The City of Park Falls and the Chequamegon School District take pride in working under a very unusual cooperative umbrella to maintain and build a strong athletic complex for students and citizens.
Over the past few years there have been ambitious fundraising efforts to build a new ADA restroom facility at the Park Falls Athletic Complex. When those were completed there was another aggressive program to replace the substantially damaged an aging bleachers for the softball and hardball fields and to also make those stands ADA accessible. Those projects were completed last year.
Now, Chequamegon School District Administrator Mark Weddig has announced the finance committee has approved paying the balance of the cost of the football and track bleachers from the district funds.
Weddig stopped short at calling it a “loan” but noted that this second set of bleachers would replace those already paid for by the last round of fundraising and this next goal of $87,000 by funding a remaining $51,000 so the project may move ahead and be ready to welcome the football team and fans for the first game in the fall.
“We are confident that the balance of the funds will be raised and this ‘advance’ will allow that to get it done,” Weddig said. “The sooner this can be accomplished the better for the district and for the city.”
He went on to say that the football/track bleachers are in very bad condition and are probably a liability to the community.

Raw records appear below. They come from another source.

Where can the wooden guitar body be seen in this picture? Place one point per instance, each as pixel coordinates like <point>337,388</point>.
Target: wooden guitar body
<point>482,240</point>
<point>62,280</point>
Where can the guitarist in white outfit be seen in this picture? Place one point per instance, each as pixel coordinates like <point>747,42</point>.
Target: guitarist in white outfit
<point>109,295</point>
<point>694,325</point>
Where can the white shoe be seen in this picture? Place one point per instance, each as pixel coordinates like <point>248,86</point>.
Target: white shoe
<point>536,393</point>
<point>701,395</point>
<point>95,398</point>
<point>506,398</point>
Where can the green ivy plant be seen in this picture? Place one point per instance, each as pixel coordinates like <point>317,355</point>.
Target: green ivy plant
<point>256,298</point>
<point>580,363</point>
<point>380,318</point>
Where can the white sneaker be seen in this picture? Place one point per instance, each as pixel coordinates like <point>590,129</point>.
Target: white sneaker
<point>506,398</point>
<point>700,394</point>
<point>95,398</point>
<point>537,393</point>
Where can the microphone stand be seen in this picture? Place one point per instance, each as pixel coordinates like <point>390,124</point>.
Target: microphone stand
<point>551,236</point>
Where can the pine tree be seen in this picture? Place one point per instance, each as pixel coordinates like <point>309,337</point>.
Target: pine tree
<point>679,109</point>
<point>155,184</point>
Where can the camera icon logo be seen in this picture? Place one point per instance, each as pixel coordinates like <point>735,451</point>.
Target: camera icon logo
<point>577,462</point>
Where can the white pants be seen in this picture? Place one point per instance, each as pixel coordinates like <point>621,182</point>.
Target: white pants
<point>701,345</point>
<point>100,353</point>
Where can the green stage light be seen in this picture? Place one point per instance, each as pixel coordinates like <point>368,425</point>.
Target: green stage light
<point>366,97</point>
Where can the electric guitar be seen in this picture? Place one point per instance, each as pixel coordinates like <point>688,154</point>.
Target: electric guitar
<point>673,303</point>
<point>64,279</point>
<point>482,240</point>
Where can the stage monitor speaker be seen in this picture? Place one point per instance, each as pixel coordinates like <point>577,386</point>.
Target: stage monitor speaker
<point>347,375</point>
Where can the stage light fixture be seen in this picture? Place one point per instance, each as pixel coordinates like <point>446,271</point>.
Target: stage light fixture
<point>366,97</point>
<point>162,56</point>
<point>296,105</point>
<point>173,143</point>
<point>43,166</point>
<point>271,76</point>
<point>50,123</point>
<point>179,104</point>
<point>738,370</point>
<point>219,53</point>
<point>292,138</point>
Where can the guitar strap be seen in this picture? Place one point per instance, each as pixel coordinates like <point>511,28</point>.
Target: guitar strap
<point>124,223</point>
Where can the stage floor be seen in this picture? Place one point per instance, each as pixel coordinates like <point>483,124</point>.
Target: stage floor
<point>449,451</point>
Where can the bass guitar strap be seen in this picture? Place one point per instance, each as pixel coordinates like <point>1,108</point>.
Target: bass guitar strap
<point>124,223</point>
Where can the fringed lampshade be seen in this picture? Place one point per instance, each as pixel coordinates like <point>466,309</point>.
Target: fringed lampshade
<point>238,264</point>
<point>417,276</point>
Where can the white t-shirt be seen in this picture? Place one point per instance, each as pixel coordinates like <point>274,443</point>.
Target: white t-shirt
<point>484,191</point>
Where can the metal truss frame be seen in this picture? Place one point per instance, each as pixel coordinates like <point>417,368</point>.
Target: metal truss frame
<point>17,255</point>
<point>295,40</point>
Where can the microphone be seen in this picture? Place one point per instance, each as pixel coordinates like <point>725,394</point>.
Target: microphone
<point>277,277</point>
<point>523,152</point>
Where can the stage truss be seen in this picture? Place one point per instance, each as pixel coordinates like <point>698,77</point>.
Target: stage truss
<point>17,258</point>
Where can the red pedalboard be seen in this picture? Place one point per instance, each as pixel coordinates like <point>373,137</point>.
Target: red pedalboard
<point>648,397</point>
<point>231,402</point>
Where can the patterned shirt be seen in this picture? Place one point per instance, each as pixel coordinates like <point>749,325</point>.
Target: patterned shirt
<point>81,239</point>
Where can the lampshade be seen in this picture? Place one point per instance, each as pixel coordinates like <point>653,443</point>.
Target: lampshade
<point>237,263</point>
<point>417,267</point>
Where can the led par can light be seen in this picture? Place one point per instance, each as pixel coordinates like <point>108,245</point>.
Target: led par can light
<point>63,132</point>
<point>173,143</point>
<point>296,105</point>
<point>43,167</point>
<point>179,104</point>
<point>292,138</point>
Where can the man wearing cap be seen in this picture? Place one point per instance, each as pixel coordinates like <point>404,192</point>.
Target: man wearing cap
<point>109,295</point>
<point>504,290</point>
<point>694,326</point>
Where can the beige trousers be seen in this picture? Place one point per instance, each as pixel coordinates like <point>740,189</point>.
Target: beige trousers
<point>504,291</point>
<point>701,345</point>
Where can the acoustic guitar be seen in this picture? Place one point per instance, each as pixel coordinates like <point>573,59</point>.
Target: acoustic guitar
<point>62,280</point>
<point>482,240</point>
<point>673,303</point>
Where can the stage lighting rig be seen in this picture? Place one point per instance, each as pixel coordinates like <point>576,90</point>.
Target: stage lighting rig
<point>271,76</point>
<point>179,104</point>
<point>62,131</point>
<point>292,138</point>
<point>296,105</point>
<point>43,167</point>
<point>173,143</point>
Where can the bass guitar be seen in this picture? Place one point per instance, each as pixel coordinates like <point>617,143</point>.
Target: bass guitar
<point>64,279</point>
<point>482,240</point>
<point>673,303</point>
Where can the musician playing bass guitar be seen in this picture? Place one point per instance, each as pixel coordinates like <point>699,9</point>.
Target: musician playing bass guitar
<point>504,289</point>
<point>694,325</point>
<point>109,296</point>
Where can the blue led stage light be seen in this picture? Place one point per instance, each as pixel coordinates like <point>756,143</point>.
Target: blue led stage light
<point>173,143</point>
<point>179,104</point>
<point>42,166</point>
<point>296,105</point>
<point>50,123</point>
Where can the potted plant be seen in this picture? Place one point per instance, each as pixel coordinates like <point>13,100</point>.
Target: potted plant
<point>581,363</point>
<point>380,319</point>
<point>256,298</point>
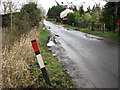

“We want parents, grandparents, or any others who are disabled, to be able to get onto the new section and watch their kids participate in these sports,” he said. “We want to have a safe complex and we are sure that the PFACDC will be continuing to raise funds and we will be reimbursed by them.”
The city owns the field and the bulk of the fundraising efforts have been guided by Park Falls Common Council President Mike Mader.
In a report on other expenses, the district received one sealed bid for the purchase of a new bus for $103,000. The bus met all specifications required and will again be a vehicle run on propane. Finance director Lexi Witt said the new bus will be ready for 2020 and will be a 71-passenger vehicle.
In other business, Weddig said he only recently became aware that the district did not have an emergency sick leave bank.
“What that does is allow staff members to contribute up to two days per year, which goes into a bank and may be used by another staff member who is experiencing special circumstances requiring them to be off work for medical reasons,” Weddig said.
The “bank” will be monitored by Witt and a maximum of 200 days would be allowed to accumulate in the bank.
“If there is a staff member who has fallen on tough times this leave contributed by others can be a good way for others to lend a hand,” Weddig said. “There will always be some of our staff who have accumulated many days and are able to share those sick days with others who are struggling.”
He added that he has an attorney who will draft the language for the “bank” pro bono and the draft will come back for approval at the June meeting.
Weddig said he is encouraging the district to take part in an energy saving project via solar energy panels. He said he got the idea from the Wisconsin Association of School Boards convention, which later initiated the collecting of data to support the cost of and operation of the panels.
“I attended a presentation by the chamber of commerce and the Park Falls Area Community Development Corporation about Opportunity Zones,” he said. “As it happens, Park Falls is one of the very few Opportunity Zones in the Northwoods.”
The zones allow investors to invest in a zone project and then realize reduced capital gains taxes as well as reduced taxes on profits from their investments.
According to current energy use data and historic solar energy reception data, the investors could realize cash gained over the life of the 25-year project of $1,525,000. The carbon dioxide saved by the solar use would be around 14,000 tons.
“The energy savings to the district could be $75,000 average for 25 years which would total around $1,875,000,” Weddig said.
He noted that the Opportunity Zone lines are actually just outside the district property lines and so he is checking to see if there would be some way to work around the permitting.
In other news, the district has decided to switch the MAP testing that has been used for student assessments.
Weddig said the district will begin using “AIMSWEB” testing.
After a year of investigation, he said that it was found that it would decrease testing time by more than seven hours per year, which results in seven more learning hours.
“And it will bring about $4,000 costs savings per year and we hope it will convert the data gathered into something more meaningful to teachers,” he concluded.
This April meeting marked the first meeting for newly elected board member Ryan Kovarik.
Finally, for the fourth year in a row, the Park Falls Elementary School was recognized by the Wisconsin Department of Instruction as a Title I School of Recognition which identifies the school’s success in educating students from economically disadvantaged families.